Les antennes-relais, ces émetteurs-récepteurs assurant la liaison radio avec les téléphones mobiles, reçoivent et surtout émettent des ondes électromagnétiques avec une puissance élevée. Bien que l’utilisation des mobiles ait grimpé en flèche et que leur utilité soit devenue indiscutable, l’opinion publique est plutôt opposée à la présence de ces antennes-relais pour des raisons esthétiques mais surtout sanitaires. En accusation, leur puissance de feu électromagnétique et son incidence possible sur la santé.
Si des lois ont été mises en place pour limiter la puissance de l’émission, les détracteurs ne sont toujours pas satisfaits : ils veulent des preuves de leur innocuité. Des études tentent de démontrer les effets néfastes potentiels des antennes-relais ou des téléphones portables mais pour le moment sans succès, à l'image de l'étude Interphone qui a récemment échoué.
Une nouvelle étude, financée par le programme Mobile Telecommunications and Health Research, a été menée en Angleterre sur des enfants âgés de 0 à 4 ans, nés entre 1999 et 2001. Les chercheurs se sont intéressés à 1.397 d’entre eux, présentant un cancer de tout type et dont l’adresse exacte à la naissance était connue. Pour chacun d’entre eux, quatre enfants « contrôles » ont été trouvés et inclus dans l'étude, du même sexe et possédant la même date de naissance que l’enfant malade.
Pour mesurer le taux d'exposition aux ondes électromagnétiques aux lieux d'habitation des enfants, trois paramètres ont été pris en compte : la distance de la plus proche antenne-relais, la puissance de cette antenne et finalement l’ensemble des ondes captées à une même adresse (toutes celles provenant d’antennes-relais situées à moins de 1.400 mètres, distance considérée comme trop grande pour qu'un effet soit possible).

Les téléphones mobiles sont source d'inquiétude, mais les études peinent à prouver leur réelle dangerosité. Crédits DR
Risque mineur ou inexistant
L’étude publiée dans le British Medical Journal indique que les femmes enceintes qui habitaient plus près des antennes-relais ou qui étaient plus exposées aux ondes électromagnétiques produites par celles-ci, n’ont pas davantage de risques de mettre au monde un enfant prédisposé au cancer.
Les chercheurs, dont le Pr. Paul Elliott directeur du MRC-HPA Centre of Environment and Health à l’Imperial College London, indiquent toutefois que les cancers potentiellement développés plus tard chez ces enfants n’ont pas été pris en compte dans l’étude. De plus, l’adresse déclarée à la naissance de l’enfant ne signifie pas que la mère y a bien vécu tout au long de la grossesse ni que l’enfant y a habité au cours de sa vie.
Ces résultats montrent encore une fois l’absence de risque majeur d’une exposition aux antennes-relais. Si cela n’exclut pas un risque mineur, rappelons qu’il est toujours plus difficile de mettre en valeur un risque quand il est, au plus, très faible, ce qui semble donc être le cas ici.

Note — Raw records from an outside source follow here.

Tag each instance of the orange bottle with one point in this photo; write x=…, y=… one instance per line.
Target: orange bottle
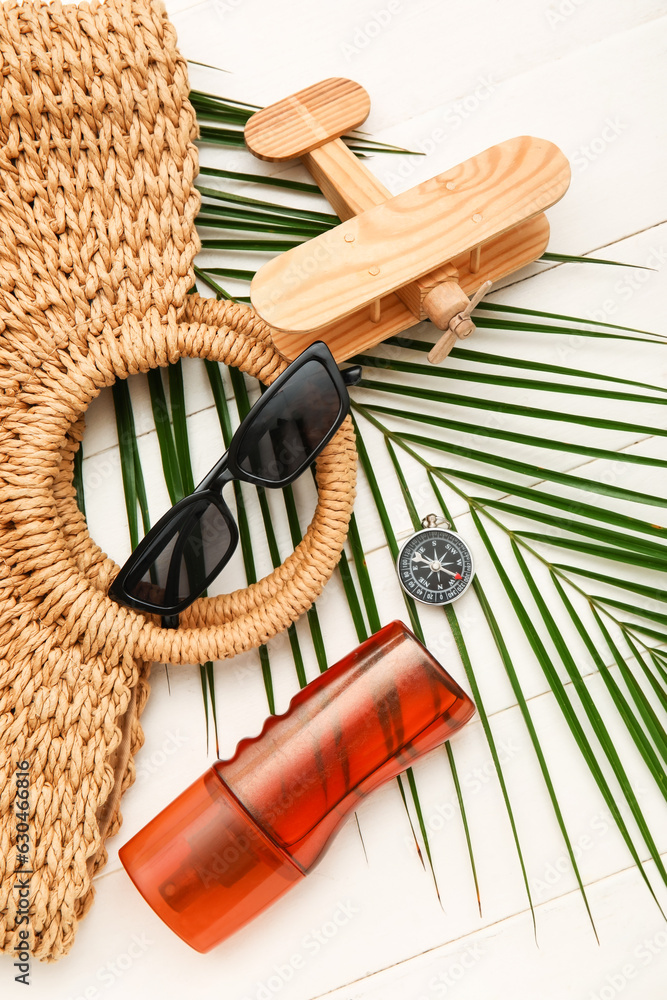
x=253, y=826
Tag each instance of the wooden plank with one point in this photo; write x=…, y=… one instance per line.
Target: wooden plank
x=309, y=118
x=358, y=332
x=392, y=244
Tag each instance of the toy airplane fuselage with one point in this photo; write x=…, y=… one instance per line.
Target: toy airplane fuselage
x=395, y=260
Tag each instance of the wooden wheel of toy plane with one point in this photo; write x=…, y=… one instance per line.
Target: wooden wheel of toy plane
x=394, y=261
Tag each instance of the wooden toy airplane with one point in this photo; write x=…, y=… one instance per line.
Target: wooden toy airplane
x=394, y=261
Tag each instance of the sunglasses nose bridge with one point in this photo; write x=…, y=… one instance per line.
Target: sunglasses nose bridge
x=218, y=477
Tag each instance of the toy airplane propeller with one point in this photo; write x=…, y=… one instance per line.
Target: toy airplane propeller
x=394, y=261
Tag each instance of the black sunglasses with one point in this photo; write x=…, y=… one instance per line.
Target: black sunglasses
x=280, y=437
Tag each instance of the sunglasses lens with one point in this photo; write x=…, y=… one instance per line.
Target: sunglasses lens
x=185, y=556
x=289, y=428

Pour définitivement conclure sur le sujet, le Pr. Elliott participe aussi à une nouvelle étude qui a démarré en avril dernier : elle porte sur l’effet des téléphones mobiles sur la santé d’un panel de 250.000 personnes âgées de 18 à 69 ans et habitant dans cinq pays européens. Cette étude nommée Cosmos (Cohort Study on Mobile Communications), durera entre 20 et 30 ans.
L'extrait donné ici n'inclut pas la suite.